Rendre les parois étanches à l'air

Les parois doivent présenter une bonne étanchéité à l'air et au vent, afin de garantir leur pouvoir isolant. Il est important de distinguer ventilation et fuites d'air non contrôlées (par infiltration d'air froid et exfiltration d'air chaud) :

  • La ventilation se réalise au moyen de systèmes qui permettent un apport d'air frais souhaité

  • Les fuites d'air sont purement forfuites et non désirées

Les conséquences des fuites d'air dans une paroi sont :

  • une consommation de chauffage plus élévée
  • des courants d'air gênants
  • des performances acoustiques moindres

Les fuites d'air les plus importantes :

  • Pourtour des châssis
  • Raccords de toiture au faîte et en pied
  • Percements pour éclairage

 

Plans, cahier spécial des charges et chantier

Les détails constructifs délicats du projet d'habitation doivent faire l'objet d'une description précise dans le dossier d'exécution (plans, cahier des charges...).
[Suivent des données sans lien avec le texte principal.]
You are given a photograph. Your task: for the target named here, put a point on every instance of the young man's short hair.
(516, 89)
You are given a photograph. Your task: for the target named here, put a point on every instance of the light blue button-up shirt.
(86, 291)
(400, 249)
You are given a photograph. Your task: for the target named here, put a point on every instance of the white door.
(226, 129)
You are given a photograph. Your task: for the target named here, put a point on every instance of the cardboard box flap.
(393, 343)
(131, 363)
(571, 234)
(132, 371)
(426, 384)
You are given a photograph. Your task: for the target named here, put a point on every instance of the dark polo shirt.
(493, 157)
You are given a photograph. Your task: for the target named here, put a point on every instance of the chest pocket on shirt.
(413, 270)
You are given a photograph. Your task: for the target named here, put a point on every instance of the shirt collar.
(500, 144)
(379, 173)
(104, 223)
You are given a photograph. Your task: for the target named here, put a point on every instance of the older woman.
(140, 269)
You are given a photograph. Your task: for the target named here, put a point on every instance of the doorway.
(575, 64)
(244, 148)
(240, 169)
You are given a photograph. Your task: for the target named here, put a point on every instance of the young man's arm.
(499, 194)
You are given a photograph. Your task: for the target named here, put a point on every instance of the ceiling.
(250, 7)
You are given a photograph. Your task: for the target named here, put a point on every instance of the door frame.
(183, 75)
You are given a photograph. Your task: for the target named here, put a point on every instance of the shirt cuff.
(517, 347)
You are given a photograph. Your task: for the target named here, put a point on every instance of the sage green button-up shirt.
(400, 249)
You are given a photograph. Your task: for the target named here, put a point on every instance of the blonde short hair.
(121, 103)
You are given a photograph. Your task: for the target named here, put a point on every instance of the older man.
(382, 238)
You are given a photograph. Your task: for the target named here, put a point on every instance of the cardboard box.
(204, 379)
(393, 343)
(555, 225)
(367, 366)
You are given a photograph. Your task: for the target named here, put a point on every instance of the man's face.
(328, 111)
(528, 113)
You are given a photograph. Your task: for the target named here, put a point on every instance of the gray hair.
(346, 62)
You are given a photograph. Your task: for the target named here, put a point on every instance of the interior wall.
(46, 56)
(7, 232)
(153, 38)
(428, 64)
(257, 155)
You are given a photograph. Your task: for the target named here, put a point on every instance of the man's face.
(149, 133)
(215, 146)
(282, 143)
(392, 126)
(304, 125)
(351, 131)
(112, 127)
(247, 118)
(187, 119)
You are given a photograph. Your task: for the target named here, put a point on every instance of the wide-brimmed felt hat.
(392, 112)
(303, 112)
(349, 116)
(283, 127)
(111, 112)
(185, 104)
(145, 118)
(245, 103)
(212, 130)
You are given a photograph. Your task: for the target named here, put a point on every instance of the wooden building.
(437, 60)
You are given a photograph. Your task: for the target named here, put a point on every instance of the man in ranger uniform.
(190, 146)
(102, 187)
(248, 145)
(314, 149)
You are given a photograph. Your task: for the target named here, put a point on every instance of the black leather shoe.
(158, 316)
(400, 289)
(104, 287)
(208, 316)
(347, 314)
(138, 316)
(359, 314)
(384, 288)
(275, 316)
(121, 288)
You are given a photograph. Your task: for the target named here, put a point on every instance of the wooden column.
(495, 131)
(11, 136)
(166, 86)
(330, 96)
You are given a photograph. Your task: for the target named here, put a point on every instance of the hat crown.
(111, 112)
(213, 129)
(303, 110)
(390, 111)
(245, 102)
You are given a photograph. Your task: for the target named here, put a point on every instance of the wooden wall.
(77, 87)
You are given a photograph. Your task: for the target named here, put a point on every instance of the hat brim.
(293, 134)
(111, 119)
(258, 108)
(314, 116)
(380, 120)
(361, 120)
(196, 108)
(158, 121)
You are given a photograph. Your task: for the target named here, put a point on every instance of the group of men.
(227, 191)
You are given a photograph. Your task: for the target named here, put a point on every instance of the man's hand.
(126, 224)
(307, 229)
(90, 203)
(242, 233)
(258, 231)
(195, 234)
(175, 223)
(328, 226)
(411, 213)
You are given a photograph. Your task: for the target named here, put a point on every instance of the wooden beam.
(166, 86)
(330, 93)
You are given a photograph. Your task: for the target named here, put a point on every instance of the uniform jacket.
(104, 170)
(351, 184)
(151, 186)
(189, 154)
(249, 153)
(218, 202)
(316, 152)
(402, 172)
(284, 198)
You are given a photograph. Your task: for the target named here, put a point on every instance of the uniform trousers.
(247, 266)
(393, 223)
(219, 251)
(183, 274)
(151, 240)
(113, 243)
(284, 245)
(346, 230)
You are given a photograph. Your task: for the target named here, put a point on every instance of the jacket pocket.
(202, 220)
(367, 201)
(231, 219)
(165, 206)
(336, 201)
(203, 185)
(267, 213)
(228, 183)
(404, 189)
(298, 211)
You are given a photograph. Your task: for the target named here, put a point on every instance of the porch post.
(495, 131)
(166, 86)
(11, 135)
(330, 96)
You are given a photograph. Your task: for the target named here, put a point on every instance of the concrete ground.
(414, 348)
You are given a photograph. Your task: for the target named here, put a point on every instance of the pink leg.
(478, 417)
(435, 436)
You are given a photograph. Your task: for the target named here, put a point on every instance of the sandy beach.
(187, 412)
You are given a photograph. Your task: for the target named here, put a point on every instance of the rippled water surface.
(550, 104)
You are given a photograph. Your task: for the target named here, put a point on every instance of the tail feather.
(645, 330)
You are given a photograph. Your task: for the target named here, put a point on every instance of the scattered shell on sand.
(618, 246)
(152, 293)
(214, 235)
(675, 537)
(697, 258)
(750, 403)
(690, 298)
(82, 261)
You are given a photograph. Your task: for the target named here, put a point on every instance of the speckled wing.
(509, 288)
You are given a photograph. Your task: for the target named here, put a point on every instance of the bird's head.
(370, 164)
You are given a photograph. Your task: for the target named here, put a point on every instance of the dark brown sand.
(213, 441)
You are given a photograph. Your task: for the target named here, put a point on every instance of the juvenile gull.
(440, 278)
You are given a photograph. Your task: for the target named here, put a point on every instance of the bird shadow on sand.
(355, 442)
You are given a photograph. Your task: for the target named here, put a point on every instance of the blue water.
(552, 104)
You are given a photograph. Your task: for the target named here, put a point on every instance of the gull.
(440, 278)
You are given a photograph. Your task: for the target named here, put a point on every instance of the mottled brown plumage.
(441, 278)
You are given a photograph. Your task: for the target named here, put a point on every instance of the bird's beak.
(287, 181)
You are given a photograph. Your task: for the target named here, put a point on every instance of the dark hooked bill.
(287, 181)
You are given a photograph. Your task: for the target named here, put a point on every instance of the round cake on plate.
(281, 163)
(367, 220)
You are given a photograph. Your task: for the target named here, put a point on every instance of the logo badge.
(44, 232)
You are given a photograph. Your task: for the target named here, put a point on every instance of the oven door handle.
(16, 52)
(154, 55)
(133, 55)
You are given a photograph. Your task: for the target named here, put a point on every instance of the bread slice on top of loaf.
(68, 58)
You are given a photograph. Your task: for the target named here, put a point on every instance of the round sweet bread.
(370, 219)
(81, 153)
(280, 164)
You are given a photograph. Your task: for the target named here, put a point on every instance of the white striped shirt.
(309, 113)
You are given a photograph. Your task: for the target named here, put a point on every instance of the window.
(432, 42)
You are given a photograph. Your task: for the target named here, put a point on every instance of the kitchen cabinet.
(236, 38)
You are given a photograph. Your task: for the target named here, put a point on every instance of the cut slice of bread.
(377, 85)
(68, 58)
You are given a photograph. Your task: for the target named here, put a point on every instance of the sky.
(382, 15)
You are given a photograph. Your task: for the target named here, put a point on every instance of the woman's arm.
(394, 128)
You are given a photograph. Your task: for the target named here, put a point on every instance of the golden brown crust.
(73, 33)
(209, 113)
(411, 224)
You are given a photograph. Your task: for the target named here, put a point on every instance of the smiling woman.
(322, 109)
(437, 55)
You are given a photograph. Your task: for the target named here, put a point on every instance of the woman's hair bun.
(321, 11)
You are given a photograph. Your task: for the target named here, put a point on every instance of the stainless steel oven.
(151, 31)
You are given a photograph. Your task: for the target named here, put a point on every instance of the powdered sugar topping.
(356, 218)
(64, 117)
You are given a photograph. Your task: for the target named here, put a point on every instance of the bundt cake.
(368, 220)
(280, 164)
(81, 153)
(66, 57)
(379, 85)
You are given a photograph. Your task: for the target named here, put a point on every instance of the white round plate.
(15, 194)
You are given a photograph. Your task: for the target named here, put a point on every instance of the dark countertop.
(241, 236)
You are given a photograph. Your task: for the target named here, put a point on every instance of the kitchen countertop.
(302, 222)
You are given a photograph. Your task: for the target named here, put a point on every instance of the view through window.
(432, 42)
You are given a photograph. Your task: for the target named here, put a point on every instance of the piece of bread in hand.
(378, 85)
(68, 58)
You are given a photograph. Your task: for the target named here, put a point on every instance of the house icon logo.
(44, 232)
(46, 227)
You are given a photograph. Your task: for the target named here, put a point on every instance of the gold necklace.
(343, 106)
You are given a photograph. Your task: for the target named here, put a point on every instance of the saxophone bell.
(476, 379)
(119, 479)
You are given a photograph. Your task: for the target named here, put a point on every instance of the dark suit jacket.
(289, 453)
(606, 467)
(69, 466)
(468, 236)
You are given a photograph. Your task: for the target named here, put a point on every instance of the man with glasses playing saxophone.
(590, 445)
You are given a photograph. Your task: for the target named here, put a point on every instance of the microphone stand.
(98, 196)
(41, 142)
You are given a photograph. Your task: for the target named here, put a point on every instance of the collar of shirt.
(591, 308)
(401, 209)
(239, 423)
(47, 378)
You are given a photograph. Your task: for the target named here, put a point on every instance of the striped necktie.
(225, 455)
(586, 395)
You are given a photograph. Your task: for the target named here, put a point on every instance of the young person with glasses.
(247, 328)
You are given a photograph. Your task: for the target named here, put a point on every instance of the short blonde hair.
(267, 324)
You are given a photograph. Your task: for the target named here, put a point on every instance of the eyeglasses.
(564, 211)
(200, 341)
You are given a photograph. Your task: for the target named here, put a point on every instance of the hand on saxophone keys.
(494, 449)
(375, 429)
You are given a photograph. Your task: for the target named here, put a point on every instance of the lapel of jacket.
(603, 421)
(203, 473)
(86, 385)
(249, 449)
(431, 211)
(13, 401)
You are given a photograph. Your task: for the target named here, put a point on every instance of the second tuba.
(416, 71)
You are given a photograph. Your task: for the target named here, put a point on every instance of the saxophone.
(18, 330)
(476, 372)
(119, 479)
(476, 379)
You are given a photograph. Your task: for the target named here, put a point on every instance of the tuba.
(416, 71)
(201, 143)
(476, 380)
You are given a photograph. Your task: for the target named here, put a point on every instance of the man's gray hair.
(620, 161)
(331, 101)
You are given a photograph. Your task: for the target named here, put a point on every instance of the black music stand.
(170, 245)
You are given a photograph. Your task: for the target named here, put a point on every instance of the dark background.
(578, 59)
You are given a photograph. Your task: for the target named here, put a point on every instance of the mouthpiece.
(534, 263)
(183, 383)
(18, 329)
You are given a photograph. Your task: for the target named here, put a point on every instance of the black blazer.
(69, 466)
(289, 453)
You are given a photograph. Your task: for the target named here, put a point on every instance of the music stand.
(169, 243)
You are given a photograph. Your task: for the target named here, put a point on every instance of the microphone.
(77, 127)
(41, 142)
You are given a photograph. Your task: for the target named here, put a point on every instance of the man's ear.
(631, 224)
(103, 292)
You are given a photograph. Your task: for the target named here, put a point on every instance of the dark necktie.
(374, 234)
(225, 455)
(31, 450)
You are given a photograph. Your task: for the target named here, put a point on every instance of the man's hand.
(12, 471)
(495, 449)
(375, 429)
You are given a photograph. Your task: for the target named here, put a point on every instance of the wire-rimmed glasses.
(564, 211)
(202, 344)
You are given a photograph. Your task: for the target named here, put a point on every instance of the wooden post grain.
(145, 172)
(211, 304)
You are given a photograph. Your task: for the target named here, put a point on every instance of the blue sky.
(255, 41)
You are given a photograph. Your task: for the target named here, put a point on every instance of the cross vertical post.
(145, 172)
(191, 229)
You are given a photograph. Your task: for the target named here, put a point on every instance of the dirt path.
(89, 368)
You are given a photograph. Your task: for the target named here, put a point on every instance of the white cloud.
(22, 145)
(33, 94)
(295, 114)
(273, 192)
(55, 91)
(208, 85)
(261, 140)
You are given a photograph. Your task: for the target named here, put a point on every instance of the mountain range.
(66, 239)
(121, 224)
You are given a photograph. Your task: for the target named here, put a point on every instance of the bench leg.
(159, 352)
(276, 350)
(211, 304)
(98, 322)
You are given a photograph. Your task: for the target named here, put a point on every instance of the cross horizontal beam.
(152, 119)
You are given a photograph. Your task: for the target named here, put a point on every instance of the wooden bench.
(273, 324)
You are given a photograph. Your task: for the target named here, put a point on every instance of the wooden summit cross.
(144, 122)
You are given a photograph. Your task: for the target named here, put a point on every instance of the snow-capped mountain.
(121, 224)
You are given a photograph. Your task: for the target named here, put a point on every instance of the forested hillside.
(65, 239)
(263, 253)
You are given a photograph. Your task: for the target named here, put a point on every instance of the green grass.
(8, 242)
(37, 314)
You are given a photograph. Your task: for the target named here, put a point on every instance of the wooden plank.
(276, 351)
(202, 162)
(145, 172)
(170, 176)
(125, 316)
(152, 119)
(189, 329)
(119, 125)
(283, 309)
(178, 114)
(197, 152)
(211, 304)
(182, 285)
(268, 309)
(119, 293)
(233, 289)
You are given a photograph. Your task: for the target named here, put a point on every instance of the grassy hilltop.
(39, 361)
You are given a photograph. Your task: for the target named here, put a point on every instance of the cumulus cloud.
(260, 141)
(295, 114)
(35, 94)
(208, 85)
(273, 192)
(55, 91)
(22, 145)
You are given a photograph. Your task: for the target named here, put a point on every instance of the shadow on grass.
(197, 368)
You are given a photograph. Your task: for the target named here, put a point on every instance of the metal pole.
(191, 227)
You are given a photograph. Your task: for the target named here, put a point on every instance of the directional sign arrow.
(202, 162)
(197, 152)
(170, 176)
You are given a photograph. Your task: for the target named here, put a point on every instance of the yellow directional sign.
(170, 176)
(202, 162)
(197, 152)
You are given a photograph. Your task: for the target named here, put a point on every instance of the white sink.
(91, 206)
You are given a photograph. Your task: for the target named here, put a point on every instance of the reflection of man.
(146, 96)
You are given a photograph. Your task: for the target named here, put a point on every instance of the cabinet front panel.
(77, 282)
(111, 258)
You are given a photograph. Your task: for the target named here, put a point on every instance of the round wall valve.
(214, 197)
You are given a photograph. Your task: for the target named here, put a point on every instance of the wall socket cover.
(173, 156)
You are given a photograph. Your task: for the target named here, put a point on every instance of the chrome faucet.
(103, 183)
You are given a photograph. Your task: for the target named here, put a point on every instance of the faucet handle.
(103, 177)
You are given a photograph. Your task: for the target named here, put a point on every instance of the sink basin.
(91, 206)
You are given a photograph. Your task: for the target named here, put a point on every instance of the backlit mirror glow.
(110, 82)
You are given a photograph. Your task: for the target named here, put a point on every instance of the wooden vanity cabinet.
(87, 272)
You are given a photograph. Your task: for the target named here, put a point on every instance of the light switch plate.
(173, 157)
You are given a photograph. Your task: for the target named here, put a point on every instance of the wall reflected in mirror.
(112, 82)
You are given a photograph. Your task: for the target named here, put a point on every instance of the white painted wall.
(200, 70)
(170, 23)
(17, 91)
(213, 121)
Lors de l'exécution, sur chantier, leur réalisation correcte sera soigneusement vérifiée.

Le degré d'étanchéité à l'air d'un bâtiment influence fortement sa performance énergétique. Pour connaître ce degré, il est nécessaire d'effectuer un test d'étanchéité à l'air (souvent nommé test « Blower Door »)

 

Le test d'étanchéité à l'air

Pour connaître le débit de fuite, il faut effectuer un test d'étanchéité à l'air, dit d'infiltrométrie (ou test «BlowerDoor »),conformément aux spécifications en vigueur en Wallonie. Toutes les ouvertures (portes, fenêtres, hotte de cuisine...) étant fermées, le bâtiment est mis en surpression ou en dépression à l'aide d'une «porte à ventilateur » installée dans l'ouverture d'une porte ou d'une fenêtre de la maison. Un tel équipement permet de calculer le volume d'air qui s'échappe en un temps donné et ainsi de déterminer le débit total de fuite.

Plus le débit de fuite est petit, plus la maison est étanche. Grâce à une bonne mise en oeuvre des membranes d'étanchéité à l'air du bâtiment (pare-vapeur ou freine-vapeur), on peut obtenir des valeurs de débit de fuite inférieures à 3m³/hm².